Q. How many DPI should my supplied graphics be for use in my DS?

A. DPI is irrelevant in the video industry. The only thing you're interested in is the image SIZE, or the number of pixels making up the width and height.

In print, the closer together the points are, the higher the resolution. But in the world of video you have a fixed screen size (such as 720 pixels wide for SD, 1920 pixels wide in 1080 and so on).

So, the ONLY thing you need consider is the size of your TV format and whether or not you want to zoom into that image.
Let's take some examples:
1. You want to Capture an image into a 1080 project.
You need an image that's 1920 pixels wide by 1080 pixels high. (HD has square pixels, just like print graphics)

2. You want to LINK to an image in an SD NTSC sequence, and you want to zoom in 300%.
NTSC has a raster size of 720x480 pixels, but the pixels aren't square; they have a pixel aspect ratio of 0.9 (it's actually 0.904, but who's counting that close), so that makes the image size at 1:1 to be 720x531 pixels.

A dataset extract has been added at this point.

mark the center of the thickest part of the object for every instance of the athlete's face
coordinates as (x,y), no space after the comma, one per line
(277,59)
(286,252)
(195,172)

You want to zoom in 300%, so your source image needs to be at least (3 x 720x531) = 2160 pixels wide x 1593 pixels high.

3. You want to Capture an image to a 16:9 anamorphic PAL sequence
SD Anamorphic PAL has a raster size of 720x576, with a pixel aspect ratio of 1.42 (or 1.422 for the pedants), making the square pixel equivalent of 1024 pixels wide, by 576 pixels high.

Note that for all of the above to work, you MUST have Capture Settings for "Computer Graphics - Square"
By now you should understand that as long as you know how big your image needs to be, whatever the dpi might be the image SIZE (in pixels) is the only thing you care about.